はじめに
イギリス人アーネスト・サトウは幕末に来日し、西郷と何度も会っている。サトウは日本語に堪能なイギリス公使館の通訳官で、幕末の志士や幕府の高官ら後に「歴史上の人物」と呼ばれる人々と幅広く交流した。日本の幕末史を最も知り、かつ客観的に見ることができた唯一の外国人である。その若きイギリス人サトウの目に映った西郷を表現しようと思った。サトウは膨大な数の日記を書いている。そこにサトウの目を通して描かれている西郷は通説とはあまりにも違うのである。読者は新たな西郷を発見することになるであろう。
サトウは西南戦争が勃発する直前の鹿児島に行き西郷と会っている。その後も鹿児島に滞在して状況を観察し、出陣する西郷を見送り、そして戦争中は勝海舟とともに西郷助命の運動をしていたのである。
また当時の鹿児島にはもう一人のイギリス人が在住していた。サトウの友人でイギリス公使館の医師であったウイリアム・ウイリスである。ウイリスは戊辰戦争の時の西郷との縁で鹿児島に行き、現在の鹿児島大学医学部と附属病院の前身ともいえる鹿児島医学校と鹿児島病院の設立と運営に当たっていた。西郷は出陣する前、サトウもいる時にウイリスの家を訪れるのである。二人のイギリス人との親交の中には、西郷の新たな一面や魅力を見出せる。

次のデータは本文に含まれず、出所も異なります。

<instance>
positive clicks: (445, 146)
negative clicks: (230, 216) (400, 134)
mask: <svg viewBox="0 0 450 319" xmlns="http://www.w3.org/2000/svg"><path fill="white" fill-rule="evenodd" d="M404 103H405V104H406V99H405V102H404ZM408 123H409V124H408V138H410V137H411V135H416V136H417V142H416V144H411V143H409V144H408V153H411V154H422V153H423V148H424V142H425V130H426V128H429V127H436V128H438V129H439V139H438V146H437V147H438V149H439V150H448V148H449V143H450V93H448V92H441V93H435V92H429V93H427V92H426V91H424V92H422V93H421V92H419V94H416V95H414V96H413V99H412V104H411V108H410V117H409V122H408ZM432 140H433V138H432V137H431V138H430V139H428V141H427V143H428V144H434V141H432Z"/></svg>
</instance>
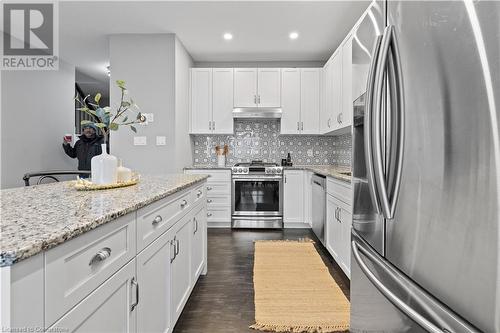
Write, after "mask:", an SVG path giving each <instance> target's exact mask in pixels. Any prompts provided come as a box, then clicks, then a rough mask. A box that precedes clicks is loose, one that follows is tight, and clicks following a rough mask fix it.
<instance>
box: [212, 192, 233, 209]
mask: <svg viewBox="0 0 500 333" xmlns="http://www.w3.org/2000/svg"><path fill="white" fill-rule="evenodd" d="M207 206H208V207H209V208H210V207H213V206H226V207H227V206H231V196H229V195H225V196H210V197H207Z"/></svg>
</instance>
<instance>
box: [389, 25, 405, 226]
mask: <svg viewBox="0 0 500 333" xmlns="http://www.w3.org/2000/svg"><path fill="white" fill-rule="evenodd" d="M388 29H389V31H390V34H391V37H392V38H391V48H390V49H391V53H390V57H391V59H390V60H391V61H389V65H390V70H389V71H388V73H389V75H390V76H391V78H390V85H391V84H393V85H394V87H391V86H390V91H391V95H393V98H391V108H394V109H395V110H396V113H395V118H396V119H395V123H396V132H397V133H396V136H397V144H396V153H397V155H396V165H395V166H394V169H395V172H394V181H393V182H392V187H393V188H392V195H391V199H390V205H389V208H390V210H389V214H388V216H389V217H388V218H393V217H394V214H395V212H396V205H397V202H398V198H399V188H400V185H401V175H402V173H403V157H404V140H405V100H404V85H403V70H402V67H401V57H400V54H399V48H398V39H397V36H396V33H395V31H394V26H389V27H388ZM393 88H395V89H394V90H395V91H394V90H393ZM392 115H394V113H393V112H391V117H392ZM391 120H392V119H391Z"/></svg>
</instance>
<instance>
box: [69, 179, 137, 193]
mask: <svg viewBox="0 0 500 333" xmlns="http://www.w3.org/2000/svg"><path fill="white" fill-rule="evenodd" d="M139 180H140V178H139V177H134V178H132V179H131V180H130V181H128V182H123V183H116V184H94V183H92V182H91V181H89V180H86V179H78V180H75V181H73V182H72V183H73V184H72V186H73V187H74V188H75V189H76V190H77V191H98V190H109V189H113V188H120V187H127V186H132V185H136V184H137V183H139Z"/></svg>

『西郷南洲遺訓』や、西郷が沖永良部島に流されていたときに島役人土持政照に書いて与えた「与人役大体」には、西郷の思想と哲学が記されている。そこに表現されている西郷の道義主義的考えは現代にこそ有効である。
昨今の世界情勢を見るとき、民主主義と資本主義・貨幣経済が行き詰まっているように思える。西郷の思想や哲学にはこれらを打開する術すべがある。紛争やテロが続発し混迷する世界の政治と経済に今こそ、西郷の持つ道義主義的考え方が必要ではないだろうか。
西郷が抱いた「敬天愛人」の思想は人種や民族や国家の枠を超えた壮大なものである。世界各地で国際化が進む一方、民族や宗教などさまざまな問題をめぐり、国家間や国内で紛争が起きている。個人と個人の間においても、寛恕の精神が必要とされる時代ではないだろうか。現代の物質文明の中で、西郷が唱えた、欲を少なくするという生き方や、人は道を行うものとする行動原理は、世界の人々から必ず共感を得るはずである。